Dehydration due to diarrhoea is a leading cause of child death worldwide, yet no clinical tools for assessing dehydration have been validated in resource-limited settings. The Dehydration: Assessing Kids Accurately (DHAKA) score was derived for assessing dehydration in children with diarrhoea in a low-income country setting. In this study, we aimed to externally validate the DHAKA score in a new population of children and compare its accuracy and reliability to the current Integrated Management of Childhood Illness (IMCI) algorithm.
DHAKA was a prospective cohort study done in children younger than 60 months presenting to the International Centre for Diarrhoeal Disease Research, Bangladesh, with acute diarrhoea (defined by WHO as three or more loose stools per day for less than 14 days). Local nurses assessed children and classified their dehydration status using both the DHAKA score and the IMCI algorithm. Serial weights were obtained and dehydration status was established by percentage weight change with rehydration. We did regression analyses to validate the DHAKA score and compared the accuracy and reliability of the DHAKA score and IMCI algorithm with receiver operator characteristic (ROC) curves and the weighted κ statistic. This study was registered with ClinicalTrials.gov, number NCT02007733.

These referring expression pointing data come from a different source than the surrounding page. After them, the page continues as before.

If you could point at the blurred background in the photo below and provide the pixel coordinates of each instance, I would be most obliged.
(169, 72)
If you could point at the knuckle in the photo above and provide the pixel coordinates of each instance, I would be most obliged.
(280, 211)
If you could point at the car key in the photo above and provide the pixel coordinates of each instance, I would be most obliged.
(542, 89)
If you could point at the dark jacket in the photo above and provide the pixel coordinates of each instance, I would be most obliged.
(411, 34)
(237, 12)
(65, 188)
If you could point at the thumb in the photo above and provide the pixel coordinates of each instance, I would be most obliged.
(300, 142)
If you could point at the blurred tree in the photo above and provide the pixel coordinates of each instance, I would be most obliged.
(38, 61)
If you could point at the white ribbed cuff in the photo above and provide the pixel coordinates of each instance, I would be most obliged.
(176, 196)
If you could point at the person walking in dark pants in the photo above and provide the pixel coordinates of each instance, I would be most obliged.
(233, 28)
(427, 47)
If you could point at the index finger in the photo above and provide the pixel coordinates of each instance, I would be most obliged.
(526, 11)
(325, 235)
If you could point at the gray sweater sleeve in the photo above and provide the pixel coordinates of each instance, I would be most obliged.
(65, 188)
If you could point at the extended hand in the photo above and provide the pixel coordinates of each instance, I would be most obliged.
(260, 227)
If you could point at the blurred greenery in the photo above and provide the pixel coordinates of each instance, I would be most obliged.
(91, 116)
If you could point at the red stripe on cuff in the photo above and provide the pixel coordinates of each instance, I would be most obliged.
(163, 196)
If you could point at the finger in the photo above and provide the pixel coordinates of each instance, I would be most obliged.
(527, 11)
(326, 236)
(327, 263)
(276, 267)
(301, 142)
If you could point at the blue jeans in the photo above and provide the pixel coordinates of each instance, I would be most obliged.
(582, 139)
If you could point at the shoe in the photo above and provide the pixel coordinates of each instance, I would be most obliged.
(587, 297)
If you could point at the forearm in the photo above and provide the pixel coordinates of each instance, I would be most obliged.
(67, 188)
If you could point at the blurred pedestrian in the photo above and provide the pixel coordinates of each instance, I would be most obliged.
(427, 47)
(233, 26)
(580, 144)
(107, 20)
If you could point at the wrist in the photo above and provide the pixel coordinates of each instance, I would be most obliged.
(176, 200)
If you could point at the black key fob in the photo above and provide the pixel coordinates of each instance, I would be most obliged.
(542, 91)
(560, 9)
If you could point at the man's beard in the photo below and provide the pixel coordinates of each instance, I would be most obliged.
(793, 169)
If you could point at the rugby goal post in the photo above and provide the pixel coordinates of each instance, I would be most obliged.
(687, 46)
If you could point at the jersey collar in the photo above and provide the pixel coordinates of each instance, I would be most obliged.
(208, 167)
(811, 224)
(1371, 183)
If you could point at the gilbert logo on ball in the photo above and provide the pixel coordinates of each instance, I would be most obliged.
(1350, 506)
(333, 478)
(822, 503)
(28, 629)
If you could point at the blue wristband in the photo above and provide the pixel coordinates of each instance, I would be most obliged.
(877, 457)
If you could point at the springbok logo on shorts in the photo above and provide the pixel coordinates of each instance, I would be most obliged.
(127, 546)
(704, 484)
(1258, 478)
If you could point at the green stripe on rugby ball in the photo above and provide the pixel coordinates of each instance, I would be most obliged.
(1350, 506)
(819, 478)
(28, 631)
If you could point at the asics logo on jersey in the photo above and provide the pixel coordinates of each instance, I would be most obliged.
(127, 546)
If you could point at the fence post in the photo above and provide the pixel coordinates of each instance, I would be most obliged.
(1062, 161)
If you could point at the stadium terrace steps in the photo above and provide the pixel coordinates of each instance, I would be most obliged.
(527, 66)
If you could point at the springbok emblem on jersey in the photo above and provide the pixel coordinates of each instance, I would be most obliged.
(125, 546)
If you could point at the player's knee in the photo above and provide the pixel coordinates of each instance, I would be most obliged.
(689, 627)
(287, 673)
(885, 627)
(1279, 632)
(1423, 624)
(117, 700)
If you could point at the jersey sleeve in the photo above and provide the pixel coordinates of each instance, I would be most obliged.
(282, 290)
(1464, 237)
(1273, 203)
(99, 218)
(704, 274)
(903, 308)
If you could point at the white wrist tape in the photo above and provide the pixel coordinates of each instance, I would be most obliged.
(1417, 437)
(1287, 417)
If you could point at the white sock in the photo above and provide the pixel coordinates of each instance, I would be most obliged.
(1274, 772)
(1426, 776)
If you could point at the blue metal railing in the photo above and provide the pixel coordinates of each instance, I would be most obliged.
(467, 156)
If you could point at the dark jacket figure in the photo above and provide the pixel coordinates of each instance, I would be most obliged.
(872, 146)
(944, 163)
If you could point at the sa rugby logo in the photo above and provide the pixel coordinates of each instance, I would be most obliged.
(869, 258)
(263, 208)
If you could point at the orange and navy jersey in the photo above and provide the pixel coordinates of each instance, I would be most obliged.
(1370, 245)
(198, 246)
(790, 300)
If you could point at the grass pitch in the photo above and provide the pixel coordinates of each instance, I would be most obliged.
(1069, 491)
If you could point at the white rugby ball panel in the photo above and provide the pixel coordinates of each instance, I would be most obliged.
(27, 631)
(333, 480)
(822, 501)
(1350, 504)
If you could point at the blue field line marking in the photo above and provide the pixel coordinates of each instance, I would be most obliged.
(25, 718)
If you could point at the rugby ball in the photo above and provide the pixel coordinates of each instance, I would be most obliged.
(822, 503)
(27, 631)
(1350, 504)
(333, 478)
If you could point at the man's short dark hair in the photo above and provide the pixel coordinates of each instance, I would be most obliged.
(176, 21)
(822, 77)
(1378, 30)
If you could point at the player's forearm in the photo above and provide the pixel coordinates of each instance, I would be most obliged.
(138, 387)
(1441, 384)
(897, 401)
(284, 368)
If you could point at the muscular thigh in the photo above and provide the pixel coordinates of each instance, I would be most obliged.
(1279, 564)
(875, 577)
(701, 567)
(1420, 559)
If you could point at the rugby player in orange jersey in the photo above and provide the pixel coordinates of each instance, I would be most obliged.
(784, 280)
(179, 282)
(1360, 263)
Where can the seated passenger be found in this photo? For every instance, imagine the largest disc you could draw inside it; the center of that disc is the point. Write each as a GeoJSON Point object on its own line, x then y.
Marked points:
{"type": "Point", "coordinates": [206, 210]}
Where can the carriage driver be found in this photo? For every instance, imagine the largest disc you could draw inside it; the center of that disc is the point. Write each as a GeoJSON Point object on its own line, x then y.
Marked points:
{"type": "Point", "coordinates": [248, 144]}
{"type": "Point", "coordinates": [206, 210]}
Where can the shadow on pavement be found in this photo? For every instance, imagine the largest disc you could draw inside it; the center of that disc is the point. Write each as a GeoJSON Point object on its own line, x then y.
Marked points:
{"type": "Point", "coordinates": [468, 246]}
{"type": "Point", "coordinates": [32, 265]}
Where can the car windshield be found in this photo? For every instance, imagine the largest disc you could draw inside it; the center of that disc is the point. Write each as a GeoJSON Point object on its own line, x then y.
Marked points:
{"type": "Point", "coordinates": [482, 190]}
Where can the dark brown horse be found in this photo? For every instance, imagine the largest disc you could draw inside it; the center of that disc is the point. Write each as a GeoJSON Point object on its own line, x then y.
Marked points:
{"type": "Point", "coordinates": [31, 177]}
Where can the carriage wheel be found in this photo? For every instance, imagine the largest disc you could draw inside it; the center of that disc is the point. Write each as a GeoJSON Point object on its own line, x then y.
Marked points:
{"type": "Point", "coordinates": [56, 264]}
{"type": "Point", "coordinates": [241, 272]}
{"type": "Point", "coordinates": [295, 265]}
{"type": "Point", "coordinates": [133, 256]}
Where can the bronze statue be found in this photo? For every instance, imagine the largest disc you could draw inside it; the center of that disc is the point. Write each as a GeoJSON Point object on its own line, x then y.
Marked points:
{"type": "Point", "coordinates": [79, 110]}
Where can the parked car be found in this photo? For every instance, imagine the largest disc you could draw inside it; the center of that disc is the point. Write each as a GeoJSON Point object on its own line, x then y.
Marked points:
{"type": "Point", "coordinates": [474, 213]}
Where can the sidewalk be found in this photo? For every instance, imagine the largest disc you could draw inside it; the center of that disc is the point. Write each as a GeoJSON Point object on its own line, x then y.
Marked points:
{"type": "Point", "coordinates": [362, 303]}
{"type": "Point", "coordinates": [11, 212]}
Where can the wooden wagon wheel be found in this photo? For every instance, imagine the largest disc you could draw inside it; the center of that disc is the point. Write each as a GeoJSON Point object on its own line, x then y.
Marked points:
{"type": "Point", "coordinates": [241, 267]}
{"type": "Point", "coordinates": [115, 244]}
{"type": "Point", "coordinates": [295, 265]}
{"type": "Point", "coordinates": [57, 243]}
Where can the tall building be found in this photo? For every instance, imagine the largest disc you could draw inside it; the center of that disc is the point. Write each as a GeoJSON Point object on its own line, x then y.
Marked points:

Between March 22, 2015, and May 15, 2015, 496 patients were included in our primary analyses. On the basis of our criterion standard, 242 (49%) of 496 children had no dehydration, 184 (37%) of 496 had some dehydration, and 70 (14%) of 496 had severe dehydration. In multivariable regression analyses, each 1-point increase in the DHAKA score predicted an increase of 0·6% in the percentage dehydration of the child and increased the odds of both some and severe dehydration by a factor of 1·4. Both the accuracy and reliability of the DHAKA score were significantly greater than those of the IMCI algorithm.
The DHAKA score is the first clinical tool for assessing dehydration in children with acute diarrhoea to be externally validated in a low-income country. Further validation studies in a diverse range of settings and paediatric populations are warranted.